IMPAACT P1072 studied the effects of 3 doses of live attenuated pentavalent rotavirus vaccine (RV5; n=37) or placebo (n=39) among a total of 76 HIV-positive and HEU infants at five sites in four African countries. Adverse events were recorded through 42 days after the third dose and serum was collected at study entry and 14 days after the third dose to measure G1, G2, G3, G4, and P1 serum neutralizing antibodies (SNA) and anti-rotavirus IgA levels, he reported.

There were three deaths among the HIV-positive infants, two in the placebo arm and one in the RV5 arm, which was not related to the vaccine. Of the eight hospitalizations, three were in the placebo arm; none in the RV5 arm were related to the vaccine.
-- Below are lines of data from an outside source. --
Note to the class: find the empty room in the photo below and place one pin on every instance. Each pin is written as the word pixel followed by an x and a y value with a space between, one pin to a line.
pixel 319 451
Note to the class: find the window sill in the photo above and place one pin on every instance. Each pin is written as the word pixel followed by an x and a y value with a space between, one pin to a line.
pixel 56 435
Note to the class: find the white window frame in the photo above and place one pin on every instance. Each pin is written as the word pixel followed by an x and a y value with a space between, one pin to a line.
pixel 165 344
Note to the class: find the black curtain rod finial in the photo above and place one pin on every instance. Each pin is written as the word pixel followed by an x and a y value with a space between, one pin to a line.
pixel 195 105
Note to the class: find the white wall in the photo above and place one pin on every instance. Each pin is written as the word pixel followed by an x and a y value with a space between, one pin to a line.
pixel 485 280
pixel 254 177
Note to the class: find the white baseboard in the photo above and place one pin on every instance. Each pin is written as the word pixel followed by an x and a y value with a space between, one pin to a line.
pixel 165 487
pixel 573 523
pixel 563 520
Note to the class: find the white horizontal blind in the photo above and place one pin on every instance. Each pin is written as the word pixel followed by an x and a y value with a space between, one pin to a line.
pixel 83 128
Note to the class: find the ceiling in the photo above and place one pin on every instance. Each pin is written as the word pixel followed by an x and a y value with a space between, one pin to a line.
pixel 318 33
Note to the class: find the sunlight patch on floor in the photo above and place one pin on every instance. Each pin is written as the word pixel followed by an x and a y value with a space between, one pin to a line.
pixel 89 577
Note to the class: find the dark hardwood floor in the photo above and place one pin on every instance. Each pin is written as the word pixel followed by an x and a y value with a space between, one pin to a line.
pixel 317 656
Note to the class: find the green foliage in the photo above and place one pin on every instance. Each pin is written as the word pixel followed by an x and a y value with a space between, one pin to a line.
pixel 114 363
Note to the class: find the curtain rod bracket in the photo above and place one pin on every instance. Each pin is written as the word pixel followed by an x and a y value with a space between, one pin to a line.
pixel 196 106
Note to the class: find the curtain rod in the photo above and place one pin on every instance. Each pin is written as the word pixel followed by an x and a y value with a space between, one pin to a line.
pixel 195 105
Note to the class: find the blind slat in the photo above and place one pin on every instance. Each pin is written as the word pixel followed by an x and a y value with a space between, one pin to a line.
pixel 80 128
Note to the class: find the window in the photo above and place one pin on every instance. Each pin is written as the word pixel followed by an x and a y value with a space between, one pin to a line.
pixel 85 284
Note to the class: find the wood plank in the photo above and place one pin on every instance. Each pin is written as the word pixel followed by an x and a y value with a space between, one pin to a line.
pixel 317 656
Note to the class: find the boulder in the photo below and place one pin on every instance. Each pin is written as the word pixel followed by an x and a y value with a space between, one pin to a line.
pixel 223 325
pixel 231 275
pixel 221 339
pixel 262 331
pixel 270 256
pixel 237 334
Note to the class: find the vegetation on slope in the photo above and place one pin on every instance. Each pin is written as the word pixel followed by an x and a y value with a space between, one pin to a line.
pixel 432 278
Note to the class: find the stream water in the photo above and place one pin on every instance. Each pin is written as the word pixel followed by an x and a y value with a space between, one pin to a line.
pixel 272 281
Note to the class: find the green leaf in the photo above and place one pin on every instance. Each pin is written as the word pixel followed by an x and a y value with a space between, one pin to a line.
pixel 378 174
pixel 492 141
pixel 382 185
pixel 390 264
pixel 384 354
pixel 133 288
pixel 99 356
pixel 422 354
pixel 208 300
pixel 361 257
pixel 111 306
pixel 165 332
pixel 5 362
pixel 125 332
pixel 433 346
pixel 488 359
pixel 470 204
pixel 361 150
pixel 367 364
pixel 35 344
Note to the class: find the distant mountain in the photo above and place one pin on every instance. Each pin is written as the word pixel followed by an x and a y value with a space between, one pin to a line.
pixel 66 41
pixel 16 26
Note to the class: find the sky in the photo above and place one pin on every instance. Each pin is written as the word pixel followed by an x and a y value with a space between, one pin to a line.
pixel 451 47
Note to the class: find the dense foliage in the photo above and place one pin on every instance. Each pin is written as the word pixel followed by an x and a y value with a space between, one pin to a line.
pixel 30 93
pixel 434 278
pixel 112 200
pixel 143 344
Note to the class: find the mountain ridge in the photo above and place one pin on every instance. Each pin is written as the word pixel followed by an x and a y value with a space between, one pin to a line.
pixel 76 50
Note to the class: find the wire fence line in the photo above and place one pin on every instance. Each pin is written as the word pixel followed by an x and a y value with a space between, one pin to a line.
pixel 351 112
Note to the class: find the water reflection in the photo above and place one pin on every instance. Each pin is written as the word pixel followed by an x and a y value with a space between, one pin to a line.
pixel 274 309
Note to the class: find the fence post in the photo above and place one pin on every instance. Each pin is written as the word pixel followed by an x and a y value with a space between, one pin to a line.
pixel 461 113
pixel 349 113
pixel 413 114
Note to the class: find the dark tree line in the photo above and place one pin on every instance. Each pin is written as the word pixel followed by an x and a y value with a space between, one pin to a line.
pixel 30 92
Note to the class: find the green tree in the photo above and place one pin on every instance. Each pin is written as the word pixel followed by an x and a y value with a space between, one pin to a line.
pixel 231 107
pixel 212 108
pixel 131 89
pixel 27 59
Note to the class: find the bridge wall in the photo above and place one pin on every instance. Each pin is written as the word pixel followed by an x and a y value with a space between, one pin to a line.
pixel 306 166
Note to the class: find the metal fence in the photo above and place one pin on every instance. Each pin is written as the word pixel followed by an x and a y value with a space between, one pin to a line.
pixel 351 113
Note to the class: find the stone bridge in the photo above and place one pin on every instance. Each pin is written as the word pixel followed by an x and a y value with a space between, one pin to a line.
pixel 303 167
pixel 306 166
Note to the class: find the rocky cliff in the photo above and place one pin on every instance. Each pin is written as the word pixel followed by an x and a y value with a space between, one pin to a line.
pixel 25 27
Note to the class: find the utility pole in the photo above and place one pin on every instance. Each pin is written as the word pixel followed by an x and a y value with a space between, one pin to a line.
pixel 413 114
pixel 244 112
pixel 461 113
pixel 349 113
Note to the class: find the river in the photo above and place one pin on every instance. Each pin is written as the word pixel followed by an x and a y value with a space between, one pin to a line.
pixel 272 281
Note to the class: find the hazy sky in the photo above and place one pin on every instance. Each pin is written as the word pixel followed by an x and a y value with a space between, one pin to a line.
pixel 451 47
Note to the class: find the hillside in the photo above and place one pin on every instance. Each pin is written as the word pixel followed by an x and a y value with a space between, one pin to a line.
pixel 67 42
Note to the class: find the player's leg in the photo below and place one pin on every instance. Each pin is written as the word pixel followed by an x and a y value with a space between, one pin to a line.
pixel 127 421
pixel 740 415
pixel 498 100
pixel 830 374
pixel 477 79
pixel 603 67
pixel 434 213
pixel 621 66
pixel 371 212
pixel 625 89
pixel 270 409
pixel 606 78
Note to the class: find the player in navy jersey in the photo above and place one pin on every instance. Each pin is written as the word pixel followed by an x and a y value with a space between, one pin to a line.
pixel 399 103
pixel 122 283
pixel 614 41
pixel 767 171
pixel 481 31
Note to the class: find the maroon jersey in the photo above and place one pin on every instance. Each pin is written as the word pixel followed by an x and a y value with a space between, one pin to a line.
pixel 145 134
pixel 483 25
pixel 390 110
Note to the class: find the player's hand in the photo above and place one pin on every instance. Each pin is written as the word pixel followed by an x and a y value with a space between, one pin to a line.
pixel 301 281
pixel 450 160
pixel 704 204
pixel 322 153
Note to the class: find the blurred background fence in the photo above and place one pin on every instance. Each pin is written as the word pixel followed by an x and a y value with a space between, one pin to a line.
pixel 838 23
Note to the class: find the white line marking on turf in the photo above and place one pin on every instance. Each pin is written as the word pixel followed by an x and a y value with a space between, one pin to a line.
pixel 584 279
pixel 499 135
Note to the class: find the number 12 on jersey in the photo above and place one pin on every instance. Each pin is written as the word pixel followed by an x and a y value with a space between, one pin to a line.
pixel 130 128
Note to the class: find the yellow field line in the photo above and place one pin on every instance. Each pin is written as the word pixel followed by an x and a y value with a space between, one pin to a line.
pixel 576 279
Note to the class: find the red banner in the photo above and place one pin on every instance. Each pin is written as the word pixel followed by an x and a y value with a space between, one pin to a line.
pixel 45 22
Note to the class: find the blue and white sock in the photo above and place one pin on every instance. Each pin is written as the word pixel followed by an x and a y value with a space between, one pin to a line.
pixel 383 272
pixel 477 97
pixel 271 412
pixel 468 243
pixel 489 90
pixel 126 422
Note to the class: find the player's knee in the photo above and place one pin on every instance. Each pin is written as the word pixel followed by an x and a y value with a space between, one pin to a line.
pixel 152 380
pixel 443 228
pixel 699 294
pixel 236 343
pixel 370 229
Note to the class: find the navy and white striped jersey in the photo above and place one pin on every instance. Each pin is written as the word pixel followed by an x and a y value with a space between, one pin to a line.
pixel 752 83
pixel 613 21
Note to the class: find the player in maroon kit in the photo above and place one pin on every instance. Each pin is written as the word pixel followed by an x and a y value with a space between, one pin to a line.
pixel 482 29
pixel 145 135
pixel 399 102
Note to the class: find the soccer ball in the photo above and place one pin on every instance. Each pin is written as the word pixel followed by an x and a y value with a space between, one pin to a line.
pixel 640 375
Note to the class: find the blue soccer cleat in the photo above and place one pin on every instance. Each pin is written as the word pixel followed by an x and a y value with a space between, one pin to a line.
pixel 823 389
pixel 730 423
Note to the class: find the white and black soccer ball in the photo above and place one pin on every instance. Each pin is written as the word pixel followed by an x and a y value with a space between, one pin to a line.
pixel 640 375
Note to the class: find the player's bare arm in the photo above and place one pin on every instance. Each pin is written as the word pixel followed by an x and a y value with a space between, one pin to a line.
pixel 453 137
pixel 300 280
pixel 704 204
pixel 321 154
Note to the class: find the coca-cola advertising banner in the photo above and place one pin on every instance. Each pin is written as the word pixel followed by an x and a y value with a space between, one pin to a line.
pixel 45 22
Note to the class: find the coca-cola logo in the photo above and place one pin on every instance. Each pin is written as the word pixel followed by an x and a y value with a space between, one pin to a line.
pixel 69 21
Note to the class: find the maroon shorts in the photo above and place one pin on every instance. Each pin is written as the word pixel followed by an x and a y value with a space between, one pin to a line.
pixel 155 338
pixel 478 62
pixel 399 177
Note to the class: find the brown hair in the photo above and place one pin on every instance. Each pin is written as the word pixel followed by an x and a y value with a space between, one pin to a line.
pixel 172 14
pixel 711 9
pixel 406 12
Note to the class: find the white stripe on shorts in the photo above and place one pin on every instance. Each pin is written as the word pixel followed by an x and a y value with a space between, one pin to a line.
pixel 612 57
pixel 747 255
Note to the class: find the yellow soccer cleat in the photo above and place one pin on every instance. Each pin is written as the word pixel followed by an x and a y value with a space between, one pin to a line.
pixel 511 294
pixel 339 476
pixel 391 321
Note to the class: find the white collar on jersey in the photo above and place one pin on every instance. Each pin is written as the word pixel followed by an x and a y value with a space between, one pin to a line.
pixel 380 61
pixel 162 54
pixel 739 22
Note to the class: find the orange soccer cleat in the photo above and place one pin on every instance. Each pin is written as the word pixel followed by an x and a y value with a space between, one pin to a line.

HIV-positive and HEU infants who received RV5 were more likely to have a 3-fold increase in SNA G1, G4, and IgA than placebo recipients, he noted.

“Shedding of RV5 in stool was similar to that previously reported in HEU infants and was not prolonged in HIV-positive vaccinees,” Dr. Levin said. Analysis of variables that might have potentially affected antibody responses showed no consistent effect with concomitant oral polio vaccine, breastfeeding, or prevention of mother-to-child transmission prophylaxis and, among infants who were HIV-positive, there was no significant effect of CD4-positive status, viral load, or type of antiretroviral drug.